Tazas humeantes

Invierno. Adoro el invierno. En realidad creo que cada estación tiene su parte mágica: el verano el calor del sol, los días más largos, más tiempo libre, el otoño tiene ese color que enamora, la primavera con ese calor incipiente, con esas flores deseando poner color a todo… y después, después está el invierno.
Quizás es porque llegados a un punto del año lo único que quiero es volver a coger ese abrigo que, al ponerlo, parece un abrazo constante o, quizás, esconderme y hacerme un ovillo debajo de una manta mientras veo una película o una serie.
El invierno tiene mucha magia. Mucha. Recalco otra vez: mucha. 

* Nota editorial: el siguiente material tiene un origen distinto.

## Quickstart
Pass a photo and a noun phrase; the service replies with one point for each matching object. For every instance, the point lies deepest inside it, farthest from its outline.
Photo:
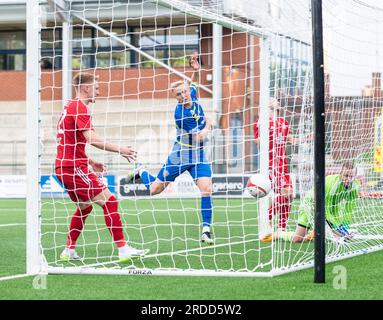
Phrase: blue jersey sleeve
(193, 92)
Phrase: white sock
(205, 229)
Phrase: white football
(258, 185)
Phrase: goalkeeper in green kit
(341, 192)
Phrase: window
(93, 49)
(12, 50)
(10, 40)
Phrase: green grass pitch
(176, 230)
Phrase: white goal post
(251, 54)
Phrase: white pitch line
(15, 276)
(12, 225)
(172, 253)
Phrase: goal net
(256, 70)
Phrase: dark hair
(84, 77)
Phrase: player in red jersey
(279, 136)
(74, 131)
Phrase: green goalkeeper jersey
(340, 203)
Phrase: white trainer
(69, 255)
(207, 238)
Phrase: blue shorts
(181, 160)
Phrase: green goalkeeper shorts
(306, 216)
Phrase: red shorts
(280, 180)
(81, 184)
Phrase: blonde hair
(83, 78)
(176, 84)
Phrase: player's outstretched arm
(98, 167)
(194, 63)
(95, 140)
(202, 135)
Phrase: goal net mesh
(137, 49)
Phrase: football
(258, 185)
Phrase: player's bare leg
(109, 204)
(205, 186)
(75, 228)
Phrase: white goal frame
(35, 259)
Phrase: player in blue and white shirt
(188, 151)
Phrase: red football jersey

Quizás es cuando más cobijo busco en mis amigos. Es cuando menos los veo porque cada uno tenemos nuestras ocupaciones pero es cuando más valoro y disfruto el tiempo juntos. Cuando nos reunimos cerca de un líquido caliente: café, chocolate caliente, sopita… y cuando pasamos horas arropados en mantas mientras hacemos el indio…
Es cuando más me abrazo, cuando más busco el calor de otra persona  y es cuando más lo añoro.

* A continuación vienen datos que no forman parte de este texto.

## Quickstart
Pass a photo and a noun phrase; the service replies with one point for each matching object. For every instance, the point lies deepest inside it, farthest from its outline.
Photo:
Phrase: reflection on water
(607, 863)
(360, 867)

Tiene la magia de la nieve. Reconozco que le tengo cierto respeto.  A todo el mundo le encanta la nieve pero no piensan en lo peligrosa que es. Yo… vivo en una lucha. Me encanta la nieve, me encanta ver mi ciudad nevada pero no puedo evitar sentir miedo por todas las personas obligadas a coger el coche, por todas las viejitas (y no tan viejitas, solo que ellas/os tienen más peligro) que pueden resbalar y sufrir una rotura.

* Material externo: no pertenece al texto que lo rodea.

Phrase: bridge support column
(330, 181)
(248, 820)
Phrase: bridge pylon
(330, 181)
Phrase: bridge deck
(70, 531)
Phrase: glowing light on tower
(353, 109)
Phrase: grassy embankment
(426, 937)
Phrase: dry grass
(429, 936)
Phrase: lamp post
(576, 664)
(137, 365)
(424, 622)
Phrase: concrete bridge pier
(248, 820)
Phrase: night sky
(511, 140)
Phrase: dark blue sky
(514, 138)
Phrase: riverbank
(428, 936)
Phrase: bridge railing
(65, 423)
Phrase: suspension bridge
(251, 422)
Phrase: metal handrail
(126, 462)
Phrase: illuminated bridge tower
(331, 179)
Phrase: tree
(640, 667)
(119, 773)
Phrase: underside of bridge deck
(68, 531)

Pero sí, intentando dejar este miedo a un lado… la nieve es una de las grandes maravillas del mundo. Nos permite convertirnos en niños pequeños, buscando el objetivo más cercano al que acertar con una bola bien prensada o… a través de la búsqueda de una zanahoria para poner en forma de nariz a una gran bola de nieve que simula ser una cabeza de un muñeco gordito.

O… te da la excusa perfecta para volver a esa sofá, a esconderte debajo de una manta mientras añoras un abrazo que puede llegar antes o después, teniendo mucho mucho cuidado con la traicionera nieve.